The saga of Silverton and its surrounding mines and settlements has taken another step in the second volume of "Many More Mountains." Volume 2—subtitled "Ruts into Silverton" carries this incredibly detailed historical series from the centennial year and the creation of San Juan County through the opening of the following decade and Silverton‘s preparations in 1880 for the arrival of the Denver & Rio Grande Railway. Building upon the exploration and earliest settlement documented in Volume 1, this new addition to the series is a comprehensive picture of Silverton’s progress from its formal incorporation in 1876 through its substantial improvements in preparation for the arrival of the narrow gauge railroad.
The new volume highlights the struggles with both isolation and the elements experienced by miners and settlers in the lofty, ruggedly beautiful San Juan Mountains of southwestern Colorado. This mineral-rich, high altitude setting provided one challenge after another in this era when access to the upper reaches of the Animas River was still by horseback, crude wagon, or over the top of the snow. The second volume documents a variety of these experiences, including the earliest avalanche deaths and damage, mining progress and fatalities, early toll road efforts, and the route-finding endeavors of the Denver & Rio Grande in seeking a grade to its Silverton objective.
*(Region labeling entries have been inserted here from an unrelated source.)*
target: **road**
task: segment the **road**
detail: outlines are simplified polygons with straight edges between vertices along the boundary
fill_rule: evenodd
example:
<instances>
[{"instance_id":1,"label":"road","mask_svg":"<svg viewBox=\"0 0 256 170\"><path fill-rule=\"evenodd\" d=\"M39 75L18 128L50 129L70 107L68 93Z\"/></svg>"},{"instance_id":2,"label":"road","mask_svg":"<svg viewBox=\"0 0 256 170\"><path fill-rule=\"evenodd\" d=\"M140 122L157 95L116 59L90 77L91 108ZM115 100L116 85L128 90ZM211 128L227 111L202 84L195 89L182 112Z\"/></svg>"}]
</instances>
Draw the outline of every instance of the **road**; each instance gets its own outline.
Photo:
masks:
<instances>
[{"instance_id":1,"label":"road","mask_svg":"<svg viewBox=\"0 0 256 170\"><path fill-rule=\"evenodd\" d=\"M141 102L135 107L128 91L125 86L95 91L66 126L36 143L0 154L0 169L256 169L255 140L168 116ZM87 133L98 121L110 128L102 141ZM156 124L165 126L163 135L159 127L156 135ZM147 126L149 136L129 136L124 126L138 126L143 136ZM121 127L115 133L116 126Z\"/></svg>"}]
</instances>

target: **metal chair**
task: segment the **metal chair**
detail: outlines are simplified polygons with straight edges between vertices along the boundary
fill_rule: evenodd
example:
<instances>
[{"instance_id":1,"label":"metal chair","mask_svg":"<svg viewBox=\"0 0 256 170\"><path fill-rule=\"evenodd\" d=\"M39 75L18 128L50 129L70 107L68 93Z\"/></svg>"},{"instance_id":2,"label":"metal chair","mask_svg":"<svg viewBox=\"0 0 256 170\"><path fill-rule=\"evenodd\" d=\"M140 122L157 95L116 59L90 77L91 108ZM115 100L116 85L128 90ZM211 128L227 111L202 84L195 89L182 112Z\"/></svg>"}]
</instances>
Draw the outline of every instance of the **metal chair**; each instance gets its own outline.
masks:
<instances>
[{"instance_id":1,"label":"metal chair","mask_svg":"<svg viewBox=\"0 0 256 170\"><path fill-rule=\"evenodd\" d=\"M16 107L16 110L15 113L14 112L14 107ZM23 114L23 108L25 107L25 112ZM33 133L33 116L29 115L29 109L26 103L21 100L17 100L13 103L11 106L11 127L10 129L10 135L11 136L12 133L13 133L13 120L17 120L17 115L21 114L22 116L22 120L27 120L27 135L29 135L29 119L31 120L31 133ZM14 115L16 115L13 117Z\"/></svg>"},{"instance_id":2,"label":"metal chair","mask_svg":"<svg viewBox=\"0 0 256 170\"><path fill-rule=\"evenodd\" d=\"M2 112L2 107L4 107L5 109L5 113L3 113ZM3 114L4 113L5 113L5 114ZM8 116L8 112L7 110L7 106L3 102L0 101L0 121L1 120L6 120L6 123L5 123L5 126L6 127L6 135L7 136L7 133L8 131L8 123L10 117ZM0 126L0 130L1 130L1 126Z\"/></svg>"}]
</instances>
Also discussed in detail are the infamous Lime Creek Burn of 1879, the fleeting regional involvement of Horace Tabor, the colorful career of Silverton’s first resident clergyman, and Silverton’s first commercial masonry buildings.
The author is a Silverton resident, who has served as the community’s newspaper publisher, its county judge and its railroad station agent during a diversified career. His thorough approach to research and his readable writing style now characterize two volumes in this projected series on the history of the high San Juans, and provide the most detailed accounting and analysis of the subject yet in existence.
A specially conceived chapter covers the origins and earliest development of the small mining camps tributary to Silverton—today’s "ghost" towns of the high San Juans—addressing everything from the faltering early start of the town named for England’s prime minister and the true origins of the famous bay-window house at Animas Forks to the seemingly uninhabitable, wind-swept Mineral Point and the unfulfilled dreams of the little would-be kingdom at Niegoldstown.
This volume, like its predecessor, is profusely illustrated with rare early photographs and captivating color views. A selection of maps and tables is also incorporated, and the author has drafted maps of Silverton’s key structures in 1877 and 1880 as well as the likely layouts of both Eureka and Animas Forks in the early years of the 1880s. Detail is the hallmark of this historical panorama of the San Juan Mountains, and trivia buffs will find paydirt in such stories as those of the indestructible Big Dave Olson, or the region’s most obscure post office at Niccora, or the D&RG’s consideration of an approach to the Animas River country by way of the Pagosa Hot Spring. A wealth of genealogical information is also included on many of the Upper Animas River area pioneer families, in the context of following the growth and development of Silverton and its valuable mines in the era between year-round habitation of the San Juan Mountains and the approach of the railroad which would guarantee the region ‘s economic viability.
The book is copiously indexed for future reference, is hardbound for striking presentation and durability, and deals with the successes and the heartbreaks of early life in Colorado’s most rugged and extensive mountains as no other work has.